Rue Drouot, saga d’un mini-golf devenu temple du rock
On a du mal à s’imaginer que ce fut d’abord un sage salon de thé, à l’étage du Café d’Angleterre, dans le IXe arrondissement. Mais avec, étonnante singularité en un tel lieu maniéré, un mini golf intérieur. De neuf trous. Un golf rue Drouot… Il a fallu qu’un barman inspiré et visionnaire, Henri Leproux, ait l’idée, un rien révolutionnaire en cet endroit de tisanes et de pâtisseries, d’y installer un juke-box puis une scène pour que ce lieu tranquille devienne le Golf Drouot, pendant une vingtaine d’année (de 1961 à 1981) l’une des salles les plus importantes de l’Histoire de la Musique, lieu de naissance et épicentre du rock en France. Du rock et du yéyé, du twist, de la pop, du prog-rock, du pub-rock, du hard-rock, du punk et de la new-wave, tout est né ici.
Si, en Europe, l’essentiel du rock s’écrit en Angleterre, l’Hexagone et particulièrement Paris ne donnent pas leur part aux chiens. C’est certes un rock déjà édulcoré par rapport à ses origines étasuniennes, « variétisé ». Qu’importe, l’arrivée du rock est un raz-de-marée qui bouleverse la donne, rend caduque la chanson, en congédie nombre d’acteurs, change les règles du jeu et squatte à outrance les médias, même si la presse dans un premier temps s’en offusque. Nous mesurons encore les conséquences de ce choc qu’il n’a d’égal que celui des plaques tectoniques. Le Golf Drouot devient d’emblée le passage obligé, le tremplin d’où se feront ou non les carrières.
Six mille chanteurs et groupes sont passés sur cette scène entre toutes mythique qui tous participèrent à la légende du lieu.

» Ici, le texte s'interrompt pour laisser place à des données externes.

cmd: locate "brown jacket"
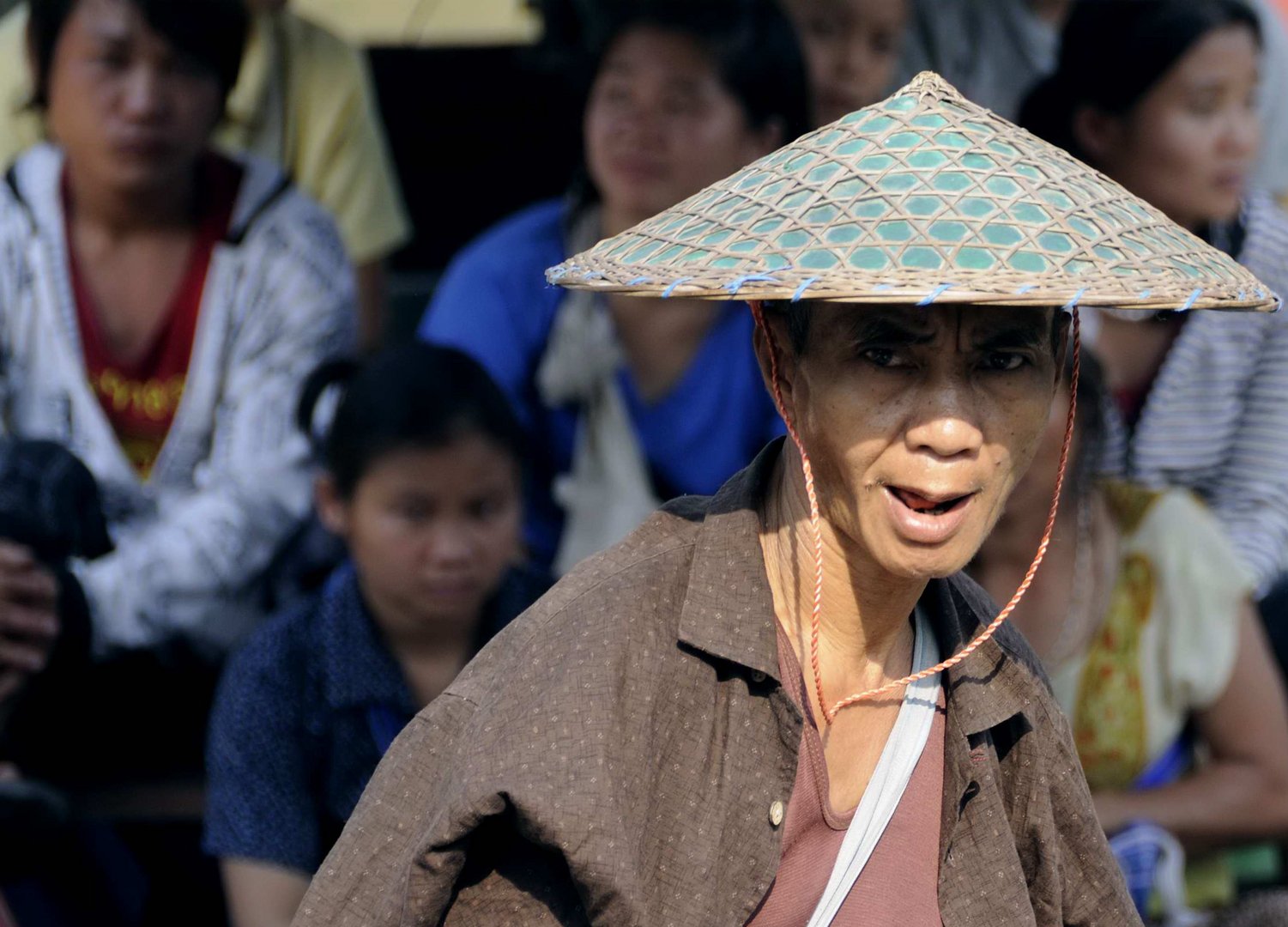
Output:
[295,443,1140,927]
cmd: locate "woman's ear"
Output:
[313,474,349,540]
[1073,106,1124,165]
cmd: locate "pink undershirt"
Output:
[747,628,944,927]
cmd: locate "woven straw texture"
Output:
[546,72,1278,315]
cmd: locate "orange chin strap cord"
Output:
[750,301,1082,725]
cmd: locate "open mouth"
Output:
[889,487,971,515]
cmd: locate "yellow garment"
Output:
[0,4,411,264]
[1051,483,1252,790]
[1051,483,1252,908]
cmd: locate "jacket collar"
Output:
[5,142,290,245]
[668,439,1043,736]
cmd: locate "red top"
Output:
[747,627,944,927]
[63,154,242,479]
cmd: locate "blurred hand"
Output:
[0,541,59,700]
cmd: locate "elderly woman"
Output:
[1021,0,1288,662]
[289,75,1273,927]
[421,0,809,573]
[0,0,354,726]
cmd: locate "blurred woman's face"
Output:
[1078,26,1261,229]
[584,24,782,223]
[48,0,223,195]
[789,0,908,125]
[318,434,522,638]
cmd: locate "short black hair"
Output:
[764,300,1064,357]
[296,342,527,499]
[27,0,250,108]
[1019,0,1261,164]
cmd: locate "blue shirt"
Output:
[203,564,548,873]
[420,201,783,566]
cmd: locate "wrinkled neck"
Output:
[761,443,926,664]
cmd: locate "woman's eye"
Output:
[984,352,1029,373]
[862,348,904,367]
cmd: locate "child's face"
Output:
[318,434,522,640]
[787,0,908,125]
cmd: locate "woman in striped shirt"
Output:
[1020,0,1288,662]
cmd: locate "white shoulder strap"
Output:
[807,609,939,927]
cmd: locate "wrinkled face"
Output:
[789,0,908,125]
[584,27,782,221]
[318,435,522,633]
[1088,26,1261,229]
[1007,381,1079,519]
[48,0,223,195]
[782,304,1062,579]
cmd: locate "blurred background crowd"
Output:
[0,0,1288,927]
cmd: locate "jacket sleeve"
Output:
[1039,702,1141,927]
[293,694,484,927]
[1209,317,1288,597]
[75,214,355,653]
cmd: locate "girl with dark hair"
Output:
[1024,0,1288,662]
[421,0,809,572]
[971,355,1288,924]
[205,345,548,927]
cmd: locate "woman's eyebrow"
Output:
[846,316,935,345]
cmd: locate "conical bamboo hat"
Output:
[546,72,1278,311]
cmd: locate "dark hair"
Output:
[574,0,812,206]
[27,0,250,108]
[296,342,525,499]
[1019,0,1261,161]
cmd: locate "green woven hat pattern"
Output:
[547,72,1278,309]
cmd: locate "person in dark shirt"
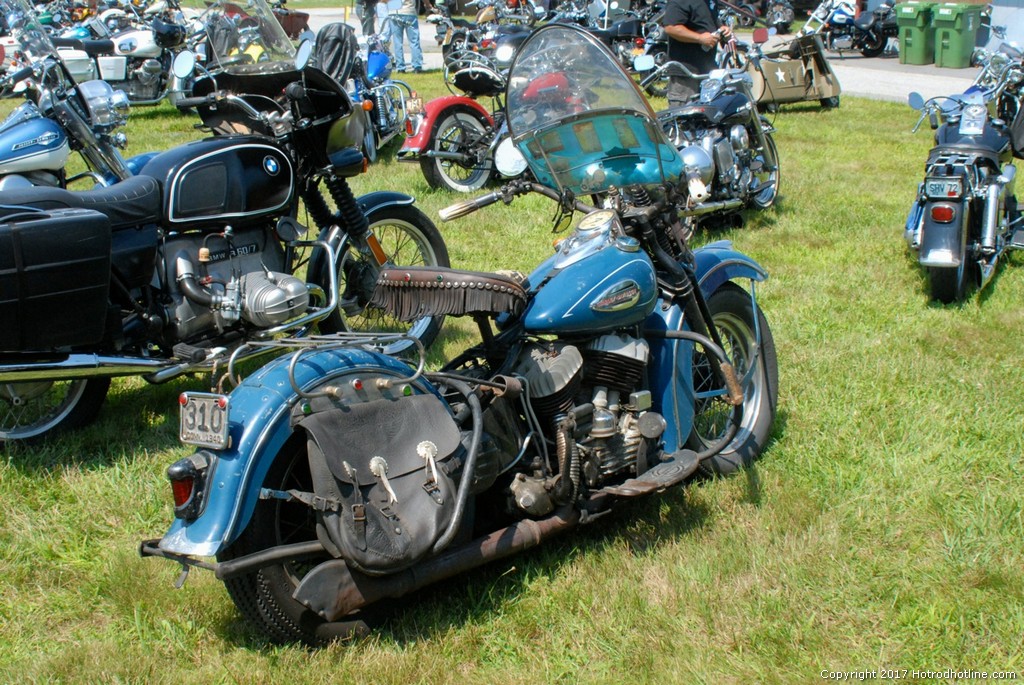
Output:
[662,0,729,106]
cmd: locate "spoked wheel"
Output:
[319,205,450,354]
[860,31,889,57]
[217,433,359,646]
[689,284,778,475]
[0,378,111,442]
[420,108,494,192]
[751,133,782,209]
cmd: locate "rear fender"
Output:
[644,241,768,453]
[154,347,434,556]
[398,95,495,160]
[918,202,967,267]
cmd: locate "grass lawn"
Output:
[0,72,1024,685]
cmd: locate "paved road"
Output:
[308,9,977,102]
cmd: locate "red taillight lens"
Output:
[171,478,196,507]
[932,205,956,223]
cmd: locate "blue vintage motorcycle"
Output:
[140,25,778,644]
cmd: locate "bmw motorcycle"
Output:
[637,49,781,229]
[800,0,899,57]
[140,25,778,644]
[903,45,1024,303]
[0,0,447,441]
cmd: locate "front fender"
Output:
[398,95,495,160]
[693,241,768,297]
[306,190,416,277]
[153,347,433,556]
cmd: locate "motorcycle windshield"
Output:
[506,25,683,195]
[181,0,295,74]
[0,0,57,62]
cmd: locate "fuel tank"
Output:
[523,210,657,335]
[139,135,295,229]
[672,93,753,126]
[0,102,71,174]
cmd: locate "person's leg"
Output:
[409,23,423,72]
[391,14,406,72]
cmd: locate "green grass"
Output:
[0,78,1024,685]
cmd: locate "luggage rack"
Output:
[217,331,427,399]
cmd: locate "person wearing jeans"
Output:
[390,0,434,73]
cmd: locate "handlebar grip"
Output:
[175,95,213,110]
[437,192,502,221]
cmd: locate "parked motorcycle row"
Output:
[0,0,1024,645]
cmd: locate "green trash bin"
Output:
[932,2,985,69]
[896,0,935,65]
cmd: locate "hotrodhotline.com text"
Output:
[818,669,1017,682]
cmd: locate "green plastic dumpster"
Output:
[932,2,985,69]
[896,0,935,65]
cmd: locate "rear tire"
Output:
[420,106,495,192]
[0,378,111,443]
[217,431,358,646]
[688,283,778,475]
[317,205,450,354]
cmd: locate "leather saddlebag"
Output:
[293,394,461,575]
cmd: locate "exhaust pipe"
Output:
[292,501,580,620]
[0,354,168,383]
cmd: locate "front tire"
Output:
[688,283,778,475]
[319,205,450,354]
[420,106,495,192]
[860,30,889,57]
[0,378,111,443]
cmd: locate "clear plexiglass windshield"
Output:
[180,0,295,73]
[506,25,682,195]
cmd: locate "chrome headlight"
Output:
[78,80,128,130]
[495,45,515,69]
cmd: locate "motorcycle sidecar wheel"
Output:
[0,378,111,442]
[317,205,451,354]
[420,106,495,192]
[751,133,782,209]
[860,31,889,57]
[689,284,778,475]
[217,431,366,646]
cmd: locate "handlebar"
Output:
[437,180,597,221]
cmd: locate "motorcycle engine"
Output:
[499,334,665,516]
[163,228,309,341]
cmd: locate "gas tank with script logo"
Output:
[139,135,295,229]
[0,102,71,174]
[523,210,657,334]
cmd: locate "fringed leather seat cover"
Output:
[370,266,526,322]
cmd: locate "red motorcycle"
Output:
[397,31,529,192]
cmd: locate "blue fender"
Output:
[918,201,967,268]
[644,241,768,454]
[160,347,436,556]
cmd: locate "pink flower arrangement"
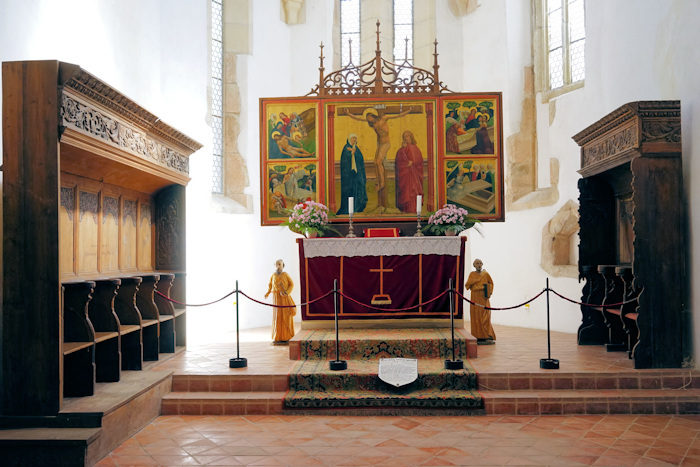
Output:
[423,204,479,235]
[282,200,330,236]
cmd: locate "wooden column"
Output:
[2,61,63,415]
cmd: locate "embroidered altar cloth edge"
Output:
[301,236,462,258]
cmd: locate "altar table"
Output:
[297,236,466,325]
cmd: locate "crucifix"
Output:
[369,256,394,305]
[338,104,423,214]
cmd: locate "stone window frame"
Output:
[532,0,586,103]
[333,0,436,70]
[209,0,253,213]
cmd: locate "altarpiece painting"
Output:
[260,27,505,229]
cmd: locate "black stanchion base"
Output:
[228,358,248,368]
[445,359,464,370]
[331,360,348,371]
[540,358,559,370]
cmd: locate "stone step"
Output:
[161,391,286,415]
[284,388,483,411]
[478,369,700,391]
[173,374,289,392]
[289,359,476,393]
[479,389,700,415]
[289,328,473,360]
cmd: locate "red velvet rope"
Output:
[455,289,551,310]
[549,289,637,308]
[238,290,333,308]
[155,289,637,312]
[155,290,236,306]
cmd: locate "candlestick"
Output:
[346,214,357,238]
[413,210,424,237]
[413,195,423,237]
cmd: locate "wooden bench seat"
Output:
[61,281,95,397]
[61,342,94,355]
[95,332,119,344]
[62,272,186,397]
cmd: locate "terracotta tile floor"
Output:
[156,323,635,375]
[97,415,700,467]
[98,326,700,467]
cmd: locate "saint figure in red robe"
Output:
[395,130,423,213]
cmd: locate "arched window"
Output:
[393,0,413,79]
[340,0,361,67]
[541,0,586,95]
[211,0,224,194]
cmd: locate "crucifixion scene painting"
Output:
[325,101,434,217]
[260,93,504,225]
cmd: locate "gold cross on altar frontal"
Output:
[369,256,394,305]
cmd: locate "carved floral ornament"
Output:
[61,93,189,174]
[583,126,639,167]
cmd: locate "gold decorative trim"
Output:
[306,21,453,97]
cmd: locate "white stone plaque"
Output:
[379,358,418,388]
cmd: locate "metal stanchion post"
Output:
[445,278,464,370]
[330,279,348,371]
[540,277,559,370]
[228,281,248,368]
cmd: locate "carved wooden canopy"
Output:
[573,101,681,177]
[59,63,202,192]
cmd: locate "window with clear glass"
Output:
[393,0,413,78]
[211,0,224,194]
[340,0,360,67]
[545,0,586,90]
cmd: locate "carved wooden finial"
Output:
[319,42,324,71]
[433,39,440,92]
[377,20,381,53]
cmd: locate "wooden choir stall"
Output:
[2,61,201,426]
[574,101,690,368]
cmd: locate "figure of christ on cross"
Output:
[343,106,413,214]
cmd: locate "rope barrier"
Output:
[155,288,637,312]
[455,289,551,311]
[549,289,637,308]
[238,290,333,308]
[155,290,236,306]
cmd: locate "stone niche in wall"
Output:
[540,200,579,278]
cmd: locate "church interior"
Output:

Et parmi eux des noms plus emblématiques que d’autres, des adolescents qui connurent ici leur première scène et devinrent les demi-dieux qu’on sait : Johnny Hallyday, Eddy Mitchell avec ou sans ses Chaussettes noires, Jacques Dutronc, Dick Rivers et ses Chats sauvages, Danny Logan et ses Pirates, Gene Vincent, Claude François…
Universal vient de sortir Golf Drouot, la compil officielle du temple du rock qui est tant un coffret de cinq cédés (115 titres pour autant d’artistes) qu’un livre-disques fait d’un ouvrage de 52 pages rédigé par l’ami Bertrand Dicale, des préfaces de Michel Jonasz, Alain Chamfort, Christian Decamps (Ange) et Patrick Eudeline, des photos inédites… Et un poster forcément collector.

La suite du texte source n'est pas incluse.